Hugging the harbor shore, I reached the island’s southwest end where the surf makes suds around the Washerwoman Rock or breaks on Norman’s Ledge; then o to the gully of Gull Rock, and over it to climb the smooth, bald, winter-surf-washed rock itself; and on to Burnt Head; and then down and over a broad waste of boulder-strewn, bare granite ledges to climb the headland, Whitehead, and from its hundred-and-fifty-foot height look far out to sea toward Africa and England. It was so vast, so beautiful that clear blue day, with the green grass and dandelions at my feet! And Blackhead, its twin headland seen from there in all its mass and dignity of form, Blackhead, its dark face splotched with gleaming guano! Then on again over the intervening minor headlands and the gullies tangled with the debris of fire and storm, and through such tangles up and over Blackhead; and down again—real climbing now to pass the rocky gorges—to the massive giant granite cube of Pulpit Rock. And then at last, like a quiet passage in a thunderous symphony, a sheltered harbor after storm, the gentle, grassy slopes of Green Point, still thickly starred with the blossoms of strawberries to be. And the seal ledges and their happy denizens—sunning themselves or slithering and diving off the rocks as though in sport, the water dotted with their almost human heads. Then on to Deadman’s Cove and its lone fish-house outpost of the settlement. And always, looking inland from the shore there was the dark spruce forest, another world, a deeply solemn world that I should come to know.
Unlike most New England villages, Monhegan had no plan, no straight, broad, elm-bordered avenue faced by the houses in their white-fenced yards; there was no avenue, there were no trees, there were no picket fences. No one had ever “laid out” Monhegan; it just grew. And past the random houses wandered a narrow road, a track first worn there by the oxen of other days and now kept open by the one-horse, drop-axle wagon that was the island’s sole conveyance.

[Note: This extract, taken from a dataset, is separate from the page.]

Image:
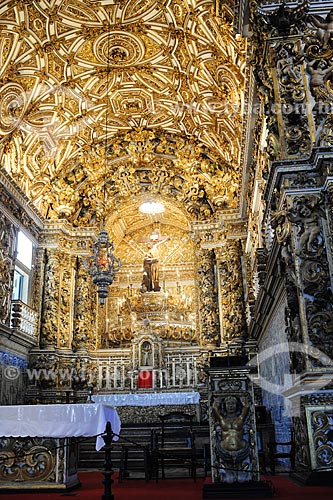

The harbor of Monhegan was formed by an adjacent smaller island, stark, treeless, whale-back-shaped Manana, and lay open to the southwest wind and seas. On the Monhegan shore of the harbor, and mainly clustered around the wharf and two small beaches, stood the fish houses, most of them two-storied structures with runways leading to the lofts. Unpainted and weather-beaten, they proclaimed to eyes—and nose!—the island’s industry. So too did every foot of intervening ground occupied, as it was in summer, by the drying-flakes for cod, and by the pyramids of lobsters traps and heaps of painted buoys withdrawn for the season.
Monhegan: its rockbound shores, its towering headlands, the thundering surf with gleaming crests and emerald eddies, its forest and its flowering meadowlands; the village, quaint and picturesque; the fish houses, evoking in their dilapidation those sad thoughts on the passage of time and the transitoriness of all things human so dear to the artistic soul; and the people, those hardy fisherfolk, those men garbed in their sea boots and their black or yellow oilskins, those horny-handed sons of toil—shall I go on? No, that’s enough. It was enough for me, enough for all of my fellow artists, for all of us who sought “material” for art. It was enough to start me off to such feverish activity in painting as I had never known.
[From Rockwell Kent’s, It’s Me O Lord]
Louise Cherico
I enjoy reading your stories Henry. They, (along with other reasons), have inspired me to finish my degree in history/political science
Henry John Steiner
That’s very god news Louise. Best wishes to you on that journey!